BACKGROUND: Candida species are one of the most common causes of nosocomial bloodstream infections among the opportunistic fungi. Extensive use of antifungal agents, most of which were launched on the market more than 20 years ago, led to the selection of drug-resistant or even multidrug-resistant fungi. We recently described a novel class of antifungal macrocyclic compounds with an amidinourea moiety that is highly active against azole-resistant Candida strains. OBJECTIVE: A compound from this family, BM1, was investigated in terms of in vitro activity against various Candida species, including C. auris isolates, interaction with the ABC transporter, CDR6, and in vivo distribution and safety. METHODS: In vitro assays (CYP inhibition, microsomal stability, permeability, spot assays) were used to collect chemical and biological data; animal models (rat) paired with LC-MS analysis were utilised to evaluate in vivo toxicology, pharmacokinetics, and distribution. RESULTS: The current research shows BM1 has a low in vivo toxicity profile, affinity for the renal system in rats, and good absorption, distribution, metabolism, and excretion (ADME).
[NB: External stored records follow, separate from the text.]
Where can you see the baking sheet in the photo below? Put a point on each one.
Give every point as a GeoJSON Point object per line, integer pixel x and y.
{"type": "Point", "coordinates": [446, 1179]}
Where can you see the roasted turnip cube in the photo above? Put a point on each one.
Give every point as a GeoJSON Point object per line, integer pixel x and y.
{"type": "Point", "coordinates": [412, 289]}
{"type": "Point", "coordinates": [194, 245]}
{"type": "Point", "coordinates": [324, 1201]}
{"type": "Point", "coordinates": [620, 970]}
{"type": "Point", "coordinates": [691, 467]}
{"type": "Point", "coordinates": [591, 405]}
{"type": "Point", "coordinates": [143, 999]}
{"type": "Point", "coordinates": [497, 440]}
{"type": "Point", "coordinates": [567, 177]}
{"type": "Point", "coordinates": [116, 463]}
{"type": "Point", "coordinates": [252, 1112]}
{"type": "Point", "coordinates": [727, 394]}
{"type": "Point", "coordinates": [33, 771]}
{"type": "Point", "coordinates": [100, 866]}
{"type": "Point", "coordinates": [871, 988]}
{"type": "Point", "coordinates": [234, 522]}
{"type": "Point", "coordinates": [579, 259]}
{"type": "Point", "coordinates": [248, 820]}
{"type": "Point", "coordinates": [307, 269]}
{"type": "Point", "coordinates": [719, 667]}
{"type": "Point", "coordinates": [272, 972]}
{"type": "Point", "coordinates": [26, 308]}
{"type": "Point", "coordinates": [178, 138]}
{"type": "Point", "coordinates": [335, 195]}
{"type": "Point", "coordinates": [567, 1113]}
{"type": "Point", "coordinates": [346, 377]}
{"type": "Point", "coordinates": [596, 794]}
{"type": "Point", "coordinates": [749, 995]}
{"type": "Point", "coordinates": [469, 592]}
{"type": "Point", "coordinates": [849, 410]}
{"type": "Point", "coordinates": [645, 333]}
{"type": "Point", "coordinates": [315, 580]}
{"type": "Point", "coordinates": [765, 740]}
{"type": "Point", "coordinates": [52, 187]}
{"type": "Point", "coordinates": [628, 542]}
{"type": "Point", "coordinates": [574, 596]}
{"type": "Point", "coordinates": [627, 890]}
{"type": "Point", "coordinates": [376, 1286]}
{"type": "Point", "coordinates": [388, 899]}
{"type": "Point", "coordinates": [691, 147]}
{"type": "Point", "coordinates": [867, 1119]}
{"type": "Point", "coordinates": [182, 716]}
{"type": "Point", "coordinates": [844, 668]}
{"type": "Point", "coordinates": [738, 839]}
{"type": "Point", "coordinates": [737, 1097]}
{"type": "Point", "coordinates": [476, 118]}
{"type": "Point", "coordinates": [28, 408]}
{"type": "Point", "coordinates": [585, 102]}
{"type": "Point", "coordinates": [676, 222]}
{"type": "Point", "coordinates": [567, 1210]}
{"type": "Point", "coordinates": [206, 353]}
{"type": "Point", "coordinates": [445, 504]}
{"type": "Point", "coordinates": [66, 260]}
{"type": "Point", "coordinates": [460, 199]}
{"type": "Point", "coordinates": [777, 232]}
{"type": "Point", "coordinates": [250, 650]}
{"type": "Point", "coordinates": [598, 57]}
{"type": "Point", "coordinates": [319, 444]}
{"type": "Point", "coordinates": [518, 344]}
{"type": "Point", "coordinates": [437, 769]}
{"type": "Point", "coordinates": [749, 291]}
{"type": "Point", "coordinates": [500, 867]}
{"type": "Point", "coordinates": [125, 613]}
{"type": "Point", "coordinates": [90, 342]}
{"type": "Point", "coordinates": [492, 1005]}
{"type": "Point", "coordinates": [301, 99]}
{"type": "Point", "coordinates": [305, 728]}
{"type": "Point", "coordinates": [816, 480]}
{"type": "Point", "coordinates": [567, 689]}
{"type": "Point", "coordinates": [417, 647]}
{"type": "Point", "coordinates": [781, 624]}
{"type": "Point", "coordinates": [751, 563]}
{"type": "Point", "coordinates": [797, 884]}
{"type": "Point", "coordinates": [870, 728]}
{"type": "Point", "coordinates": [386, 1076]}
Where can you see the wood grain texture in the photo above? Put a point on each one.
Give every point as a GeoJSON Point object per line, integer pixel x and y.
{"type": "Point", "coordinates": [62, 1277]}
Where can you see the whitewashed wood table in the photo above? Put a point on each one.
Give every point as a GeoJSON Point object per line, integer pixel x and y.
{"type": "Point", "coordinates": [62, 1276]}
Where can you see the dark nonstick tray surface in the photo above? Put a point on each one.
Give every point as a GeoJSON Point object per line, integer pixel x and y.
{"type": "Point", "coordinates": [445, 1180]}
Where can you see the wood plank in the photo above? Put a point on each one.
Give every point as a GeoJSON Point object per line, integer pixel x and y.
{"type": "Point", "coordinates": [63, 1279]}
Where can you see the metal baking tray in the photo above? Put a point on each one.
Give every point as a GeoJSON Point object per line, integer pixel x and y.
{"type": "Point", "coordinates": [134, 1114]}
BM1 also has potent activity against azole-resistant fungal strains, including C. auris isolates and CDR6-overexpressing strains. CONCLUSIONS: The results confirmed low minimum inhibitory concentrations (MICs) against several Candida species, including preliminary data vs. C. auris. BM1 has good ADME and biochemical characteristics, is suitable and safe for daily administration and is particularly indicated for renal infections. These data indicate BM1 and its derivatives form a novel, promising antifungal class.